Look up Lisa Eldridge make up you tube channel for videos and lists of products for covering up acne bumps, lumps, discolouration and scars, and fantastic step by step application, with very positive and affirming chat. Also cleansing routines.

Your DD may do very well on an oral contraceptive pill like cilest, or Yasmin so keep that in mind too.

I had very bad cystic acne on my back chest and neck, when I was a teen, not so much my face, and it had and still has a huge emotional impact, so make an appointment for a dermatologist consultant as soon as you can.

Don't leave it, it's not only her skin that's scarring.

dovesong Wed 26-Oct-16 16:22:24

I think that's absolutely fine. Get her some primer and setting powder too - helps with oily skin. Blotting paper's fab too - she could pop it in her bag and de-slick her skin at lunch time at school. Maybe encourage her to remove her makeup when she gets home to give her skin some time to breathe? But honestly, being a teenager's rotten and you feel so self conscious. I think it's lovely that you're supporting her and helping her feel good about herself.
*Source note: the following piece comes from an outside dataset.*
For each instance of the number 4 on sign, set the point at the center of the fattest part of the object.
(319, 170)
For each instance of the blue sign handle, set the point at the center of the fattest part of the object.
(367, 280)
tissuesosoft Wed 26-Oct-16 16:26:36

Dermablend is amazing- it isn't oil based and you only need a very small amount (about 5p size) for full face coverage. It does seem pricey to buy but a 30ml tube lasts me 2.5 months and I wear it every day and my adult acne has cleared up because I'm not using cheaper commercial brands

Neverknowing Wed 26-Oct-16 16:33:11

I would take her to Boots to talk to a skin care expert and then ask them to find her a suitable foundation as maybelline matte mousse is horrible (in my opinion!) it's not going to be good for the skin or look good on? It's very pore-clogging which will cause more spots, but I'd say allow her to wear makeup or she'll just feel insecure smile

CaitAgusMadra Wed 26-Oct-16 17:27:49

Look up Lisa Eldridge's video on make up to cover acne, very good technique & she doesn't go for that caked on look

bunnybleu Wed 26-Oct-16 18:02:05

I think that as long as she's cleansing properly then let her wear it. It's an advantage of being a girl with bad skin, my DS is just starting with the teenage spots and I feel awful that he can't cover up!! Just research the best type of foundation etc, I'd second the Lisa Eldridge video suggestion.

SuperPug Wed 26-Oct-16 18:08:12

Dermologica starter set is great.
As a one off treat, perhaps a foundation and consultation at Bobbi Brown? Coverage is excellent re: foundations on concealers.
This may not be something you want to consider but a close relative's skin was massively helped by going on the pill.